The problem environment is below:
1. host OS is (uname -r):3.0.93-0.8-xen
2. guest OS kernel is 3-10_redhat-7.1
3. guest OS configure 4 vCPU for guest OS. (cat /proc/cpuinfo)
processor : 0
vendor_id : GenuineIntel
cpu family : 6
model : 62
model name : Intel(R) Xeon(R) CPU E5-2620 v2 @ 2.10GHz
stepping : 4
microcode : 0x424
cpu MHz : 2100.060
cache size : 15360 KB
physical id : 0
siblings : 4
core id : 0
cpu cores : 4
apicid : 0
initial apicid : 0
fpu : yes
fpu_exception : yes
cpuid level : 13
wp : yes
flags : fpu vme de pse tsc msr pae mce cx8 apic sep mtrr pge mca cmov pat pse36 clflush mmx fxsr sse sse2 ht syscall nx rdtscp lm constant_tsc rep_good nopl eagerfpu pni pclmulqdq ssse3 cx16 pcid sse4_1 sse4_2 x2apic popcnt tsc_deadline_timer aes xsave avx f16c rdrand hypervisor lahf_lm xsaveopt fsgsbase smep erms
bogomips : 4200.12
clflush size : 64
cache_alignment : 64
address sizes : 46 bits physical, 48 bits virtual
power management:
4. guest OS cmdline info
remove some needless info)
cat /proc/cmdline
crash_kexec_post_notifiers console=ttyS0,115200 console=tty0 earlyprintk=serial,ttyS0,115200 softlockup_panic=1 systemd.debug rd.debug panic=3 irqpoll nr_cpus=1 reset_devices mce=off numa=off udev.children-max=2 panic=10 rootflags=nofail acpi_no_memhotplug systemd.debug rd.debug disable_cpu_apicid=0 elfcorehdr=867700K
The problem will be 100% occurred if met below condition:
Here I think BSP cpu is vCPU0 in system kernel.if oops occurred in AP vCPU, the crashkernel will hang.

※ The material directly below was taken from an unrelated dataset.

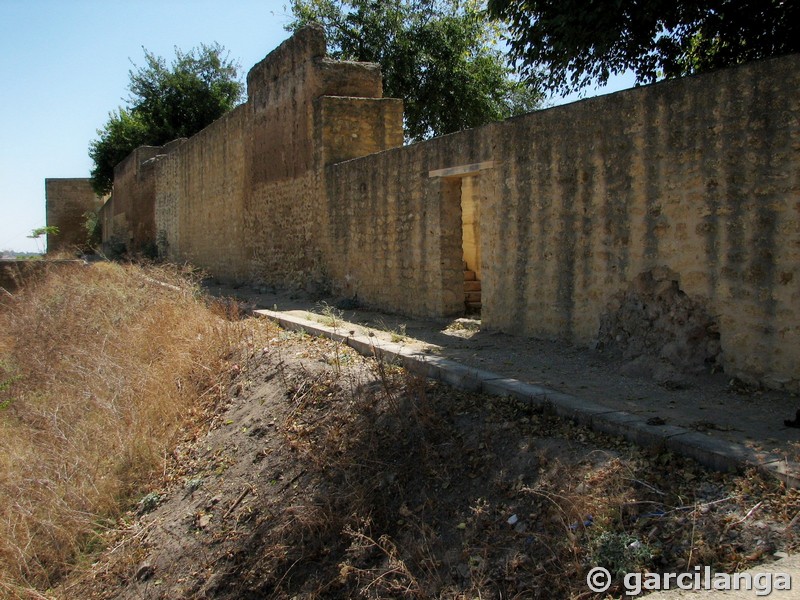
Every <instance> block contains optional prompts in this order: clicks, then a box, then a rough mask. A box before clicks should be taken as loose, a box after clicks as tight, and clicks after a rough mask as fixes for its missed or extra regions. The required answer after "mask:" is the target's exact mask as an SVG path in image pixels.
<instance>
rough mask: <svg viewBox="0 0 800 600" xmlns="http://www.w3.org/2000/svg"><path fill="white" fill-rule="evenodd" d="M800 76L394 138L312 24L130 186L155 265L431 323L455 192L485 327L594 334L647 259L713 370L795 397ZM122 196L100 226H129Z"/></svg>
mask: <svg viewBox="0 0 800 600" xmlns="http://www.w3.org/2000/svg"><path fill="white" fill-rule="evenodd" d="M798 84H800V56H798V55H792V56H786V57H782V58H778V59H773V60H768V61H762V62H758V63H753V64H750V65H745V66H741V67H737V68H733V69H727V70H722V71H718V72H715V73H711V74H707V75H703V76H696V77H688V78H685V79H681V80H675V81H668V82H662V83H658V84H655V85H652V86H646V87H641V88H635V89H632V90H627V91H623V92H618V93H616V94H612V95H608V96H603V97H598V98H592V99H587V100H583V101H580V102H576V103H573V104H570V105H565V106H560V107H555V108H550V109H547V110H542V111H538V112H535V113H531V114H528V115H524V116H521V117H517V118H514V119H510V120H508V121H505V122H502V123H495V124H491V125H488V126H485V127H481V128H478V129H473V130H469V131H464V132H461V133H457V134H452V135H449V136H444V137H440V138H435V139H433V140H429V141H426V142H423V143H418V144H413V145H408V146H403V145H402V142H403V131H402V104H401V103H400V102H399V101H397V100H393V99H384V98H381V95H382V89H381V76H380V71H379V70H378V69H377V67H375V66H374V65H365V64H359V63H337V62H335V61H331V60H330V59H328V58H326V57H325V40H324V36H323V34H322V31H321V30H319V29H317V28H309V29H304V30H301V31H300V32H298V33H297V34H295V35H294V36H293V37H292V38H290V39H289V40H287V41H286V42H284V44H282V45H281V46H280V47H279V48H278V49H276V50H275V51H274V52H272V53H271V54H270V55H269V56H267V58H265V59H264V61H262V62H261V63H259V64H258V65H256V66H255V67H254V68H253V69H252V70H251V71H250V73H249V75H248V100H247V102H246V103H245V104H244V105H242V106H241V107H239V108H237V109H236V110H235V111H233V112H232V113H231V114H229V115H227V116H225V117H223V118H222V119H220V120H219V121H217V122H216V123H214V124H212V125H211V126H210V127H208V128H207V129H206V130H204V131H203V132H201V133H200V134H198V135H197V136H194V137H193V138H191V139H190V140H188V141H186V142H185V143H183V144H178V145H175V146H173V147H171V148H169V149H168V151H167V152H166V153H164V150H163V149H162V154H161V155H160V156H159V157H158V158H157V159H156V160H154V161H152V162H150V163H148V165H152V169H151V175H150V177H151V178H153V186H152V190H153V191H152V192H148V191H147V189H145V188H146V186H144V185H140V186H139V189H140V190H144V195H145V196H146V194H147V193H150V194H151V203H152V206H153V208H152V214H153V215H154V224H155V227H154V230H155V231H154V233H153V234H152V235H155V237H156V238H157V241H158V246H159V250H160V251H161V253H162V254H164V255H166V256H168V257H170V258H172V259H175V260H190V261H192V262H194V263H195V264H197V265H198V266H200V267H202V268H204V269H206V270H208V271H209V272H210V273H212V274H213V275H215V276H217V277H219V278H220V279H223V280H232V281H233V280H236V281H250V282H253V283H268V284H271V285H275V286H306V287H309V286H311V287H314V288H316V289H323V288H330V289H331V291H332V292H333V293H334V294H337V295H340V296H346V297H350V298H354V297H355V298H357V299H358V300H359V301H361V302H363V303H365V304H368V305H371V306H374V307H376V308H381V309H386V310H391V311H396V312H400V313H405V314H409V315H419V316H435V317H441V316H446V315H459V314H463V311H464V293H463V262H462V261H463V257H464V252H465V248H464V241H465V240H464V235H463V223H462V220H463V215H462V189H465V190H467V193H469V190H470V189H471V190H472V192H471V197H472V199H473V200H474V203H475V206H474V208H475V211H474V214H475V215H476V216H477V219H476V220H475V222H474V224H473V229H474V231H475V235H474V240H475V242H476V243H477V246H478V250H479V251H478V252H477V255H478V256H479V257H480V266H479V269H480V273H481V283H482V304H483V308H482V321H483V325H484V327H486V328H490V329H497V330H503V331H507V332H511V333H517V334H522V335H529V336H541V337H547V338H562V339H566V340H569V341H571V342H574V343H578V344H585V343H591V342H592V341H593V340H594V339H596V338H597V337H598V331H599V328H600V323H601V319H602V318H603V316H604V315H607V314H608V313H609V311H611V310H613V306H614V298H615V297H616V296H618V295H619V294H620V292H623V291H625V290H627V289H629V288H630V287H631V286H632V285H634V282H636V281H638V280H639V278H640V275H642V274H643V273H647V272H655V271H654V270H656V271H657V272H659V273H668V274H670V275H669V277H674V278H675V280H676V284H677V286H679V288H680V290H681V291H682V293H685V294H688V295H689V296H690V297H692V298H693V299H694V300H696V301H697V302H699V303H702V304H704V305H705V306H706V307H707V310H708V313H709V314H711V315H713V316H714V318H715V319H716V322H717V323H718V327H719V336H720V340H719V343H720V345H721V347H722V354H721V356H720V357H719V360H720V361H721V363H722V365H723V366H724V368H725V370H726V372H728V373H730V374H731V375H736V376H740V377H742V378H744V379H746V380H752V381H759V382H762V383H765V384H766V385H769V386H771V387H777V388H785V389H792V390H800V272H798V270H799V269H800V267H799V266H798V265H800V184H799V183H798V167H800V154H799V153H800V131H799V129H800V125H799V124H798V123H799V121H800V100H799V97H798V94H797V90H798ZM475 165H478V166H477V167H475ZM473 167H474V168H473ZM142 172H143V171H142V170H140V173H142ZM125 173H126V171H125V170H124V169H123V170H122V171H121V176H120V179H119V180H116V181H115V189H114V202H115V203H117V201H118V200H120V198H122V199H123V200H124V199H125V198H126V192H125V190H124V189H123V188H124V187H125V186H128V185H130V184H129V183H126V182H130V181H133V180H134V179H133V178H132V177H131V176H130V175H126V174H125ZM137 193H139V192H137ZM134 195H136V194H128V196H127V197H129V198H132V197H133V196H134ZM140 195H141V194H140ZM127 202H128V203H127V205H125V206H122V205H121V206H120V207H117V208H116V209H115V210H114V211H108V212H109V215H110V220H111V221H112V222H111V223H110V225H111V228H110V229H109V230H108V231H109V233H110V232H113V231H115V230H116V229H119V228H123V227H124V228H128V230H131V231H132V230H133V229H134V228H135V227H139V226H140V224H138V223H137V222H136V221H137V219H139V218H141V219H143V220H144V222H145V225H146V219H147V214H149V213H147V212H146V210H139V209H136V208H134V207H133V203H132V202H130V201H127ZM121 204H122V203H121ZM468 209H469V207H468ZM104 210H105V209H104ZM137 210H138V211H139V212H140V213H141V215H142V216H140V217H137V216H136V215H137ZM111 217H113V218H111ZM467 220H469V215H467ZM115 228H116V229H115ZM468 237H469V236H468ZM467 242H468V243H469V240H467Z"/></svg>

the last call trace info is :
smp_reboot_interrupt -> stop_this_cpu -> halt
all above description was using xen. I hope carshkernel can be startup successfully.
I have also try using KVM and it works good.
In fact I modified the guest OS kernel code to adapt xen. I have done 2 things.
1. unregister the panic_notifier_list in xen_panic_handler_init
2. remove if (is_kdump_kernel()) in xen_hvm_platform
My question is that:
If oops occurred in AP vCPU, the crashkernel will be started by the AP vCPU which send reboot_vector to all the other vCPUs included the BSP vCPU, but BSP vCPU has the BSP flag, so it will not handle the reboot vector, so the whole system stopped. am I right? there is any patches for such bug?